Do you ever wake in the middle of the night, unable to sleep, your thoughts going a million miles an hour? You’re unable to shut them up and get back to sleep so you give up, get up and raid the fridge? (yom yom yom -but then that weight goes on which gives you something else to chastise yourself about?) Are worry and doubt and anxiety just a normal part of your day? Do you worry, going over something you’ve said because the way someone MIGHT have taken it? Do you ever just panic, anxiety causing a knot in your stomach and your whole system a buzzing just from some irrational — or perhaps completely rational but debilitating — fear?

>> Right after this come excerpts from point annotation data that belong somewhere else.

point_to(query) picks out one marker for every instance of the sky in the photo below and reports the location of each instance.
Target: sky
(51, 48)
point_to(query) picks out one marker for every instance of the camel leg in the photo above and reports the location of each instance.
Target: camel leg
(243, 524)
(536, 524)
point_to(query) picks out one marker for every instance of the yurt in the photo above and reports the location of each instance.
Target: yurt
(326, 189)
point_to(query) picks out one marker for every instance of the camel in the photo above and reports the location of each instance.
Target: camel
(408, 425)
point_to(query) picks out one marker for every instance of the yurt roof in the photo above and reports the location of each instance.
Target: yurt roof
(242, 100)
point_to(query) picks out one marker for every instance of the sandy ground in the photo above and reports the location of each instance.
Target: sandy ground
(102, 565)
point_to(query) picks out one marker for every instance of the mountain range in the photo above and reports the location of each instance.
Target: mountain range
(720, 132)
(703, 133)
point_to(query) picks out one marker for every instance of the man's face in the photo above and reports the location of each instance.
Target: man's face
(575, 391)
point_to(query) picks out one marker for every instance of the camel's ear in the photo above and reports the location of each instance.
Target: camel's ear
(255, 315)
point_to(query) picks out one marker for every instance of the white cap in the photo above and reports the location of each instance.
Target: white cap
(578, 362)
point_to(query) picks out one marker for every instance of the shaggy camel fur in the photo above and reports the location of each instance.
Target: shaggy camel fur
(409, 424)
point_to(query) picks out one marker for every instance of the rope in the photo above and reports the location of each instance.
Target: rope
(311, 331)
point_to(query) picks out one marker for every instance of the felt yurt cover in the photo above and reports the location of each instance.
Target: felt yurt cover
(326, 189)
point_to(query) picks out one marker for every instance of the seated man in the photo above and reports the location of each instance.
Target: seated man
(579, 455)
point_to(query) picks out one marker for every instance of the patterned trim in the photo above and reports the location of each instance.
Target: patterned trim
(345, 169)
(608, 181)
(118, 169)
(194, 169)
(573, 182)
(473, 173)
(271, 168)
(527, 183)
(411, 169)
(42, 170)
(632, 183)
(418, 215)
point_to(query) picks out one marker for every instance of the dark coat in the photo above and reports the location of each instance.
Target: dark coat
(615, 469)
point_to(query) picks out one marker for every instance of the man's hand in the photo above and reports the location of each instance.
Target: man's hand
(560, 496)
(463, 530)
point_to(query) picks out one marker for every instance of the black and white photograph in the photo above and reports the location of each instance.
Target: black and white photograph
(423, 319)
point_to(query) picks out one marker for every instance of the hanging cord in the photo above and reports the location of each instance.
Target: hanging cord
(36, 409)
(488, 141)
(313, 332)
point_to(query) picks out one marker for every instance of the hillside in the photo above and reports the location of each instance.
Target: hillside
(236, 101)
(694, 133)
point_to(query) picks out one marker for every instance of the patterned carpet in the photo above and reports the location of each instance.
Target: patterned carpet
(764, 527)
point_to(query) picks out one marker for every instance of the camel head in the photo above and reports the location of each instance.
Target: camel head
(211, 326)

Have you ever struggled to do something, anything, because your own head — what a traitor! — has turned against you and is busy shouting what a loser you are? Or you’ve made the smallest of mistakes and your head (traitor!!) keeps going on about it, not letting you move on?

You too? Oh my goodness! I thought I was the only one.

All of the above and more used to be a regular occurrence for me. I knew how good life could be, but I knew how shocking my fear and worry and self-doubt could be too. It was plenty of motivation to do something about my own head's negativity and overwhelm.

If I can get beyond these habits — and they are habits, learned ways of responding to the world — you can also learn to leave them behind. Honestly, you can.

I know what it’s like to look around and think that you are the only one struggling. That everyone else seems to have it all sorted, all easy, perfected. I thought I was the only one sharing a life with a traitor in my own skull.

If I can move beyond it, so can you. Promise.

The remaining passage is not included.